SIR Ronald Sanders, the High Commissioner for Antigua and Barbuda in London, has been reinstated in the contest for the post of Commonwealth Secretary-General after withdrawing his candidacy in December.
Prime Minister Gaston Browne, of Antigua and Barbuda, has written to the heads of CARICOM saying he had been “overwhelmed by messages of regret and requests for reconsideration from within and beyond the Caribbean” after Sir Ronald’s withdrawal.
In a letter on February 12 to the heads of government of the Bahamas, Barbados, Belize, Dominica, Grenada, Guyana, Jamaica, St Kitts-Nevis, St Lucia, St Vincent and the Grenadines, and Trinidad and Tobago, Mr Browne said that the messages had shown that the Commonwealth “has been deprived, at a time of crisis, of the candidate manifestly most suitable and most likely to be chosen given his Commonwealth-wide network and diplomatic experience”.

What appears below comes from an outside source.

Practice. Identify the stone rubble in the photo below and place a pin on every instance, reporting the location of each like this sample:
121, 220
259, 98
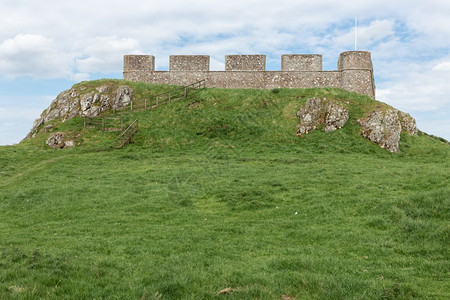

Sir Ronald, 67, had the declared support of nine of the 12 Commonwealth Caribbean governments’ votes. Mr Browne said he was anxious that the region proceed with a consensus candidate if possible and, after urging Sir Ronald to reconsider on that basis, was pleased he had accepted. Sir Ronald had withdrawn late last year citing delay by the region’s delegates to make a decision over their preferred candidate.
The determination on what should be a unanimous candidate should be taken during the CARICOM inter-sessional conference in The Bahamas, chaired by Prime Minister Perry Christie, on February 27.